Car, dès que Laurence élevait la voix ou fronçait les sourcils, il pliait devant elle avec servilité. Il semblait craindre plus que la mort de lui déplaire, sans pourtant lui témoigner aucune affection. Leurs rapports cérémonieux étaient ceux de deux voyageurs que le hasard réunit un moment à une table d’hôte et qui, devant se quitter bientôt, échangent seulement des paroles de politesse banale. Après un mois de mariage, M. Hecquin, toujours pressé, et débordé d’occupations, ne rentra plus déjeuner chez lui, car la rue de Vaugirard se trouvait trop éloignée de ses bureaux, boulevard Haussmann. Il revenait le soir à huit heures, dînait avec sa femme et, le repas fini, épuisé de sa journée, se couchait aussitôt. Laurence se demandait parfois quelle place elle tenait dans cette vie que les affaires absorbaient toute, et ne pouvait comprendre pourquoi le banquier l’avait épousée. Un dimanche matin, cependant, en lui souhaitant le bonjour, il retint sa main dans les siennes, la baisa galamment.

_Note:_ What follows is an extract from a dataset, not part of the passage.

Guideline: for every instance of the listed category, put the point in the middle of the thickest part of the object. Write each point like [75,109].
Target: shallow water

— Savez-vous, mon enfant, s’écria-t-il d’un air ému, que ce jour est celui de mon anniversaire ? A cette date j’ai coutume chaque année de me recueillir et d’examiner ma vie. Elle ne m’a longtemps inspiré que des réflexions pénibles, presque désespérées. Il n’en est plus de même aujourd’hui ; et je tiens à vous dire combien je me félicite de l’heureux événement qui a fait enfin cesser ma solitude et mis dans mon existence l’intérêt de votre jeunesse.
— Ah ! le pauvre homme. Il est content à peu de frais, songea Laurence, touchée néanmoins de cette déclaration inattendue.
Elle s’efforça pendant quelques jours d’être plus aimable ; mais elle n’éprouvait pour son mari ni tendresse ni estime.
— J’ai donc un cœur de pierre ? se disait-elle tout étonnée. Je devrais admirer sa bonté, sa délicatesse, lui être reconnaissante de la liberté qu’il me laisse. Mais vraiment, il n’est rien pour moi. Il m’est aussi indifférent qu’au premier jour et plus encore.
En effet, il lui fallait faire un effort pour penser à lui. Elle le regardait sans le voir, l’écoutait sans l’entendre. Bien souvent, le soir, lorsqu’il entrait chez elle, en pantoufles, en veston d’intérieur, elle se levait, sincèrement surprise, ne pouvant s’expliquer sa présence et ayant complètement oublié qu’il était son mari.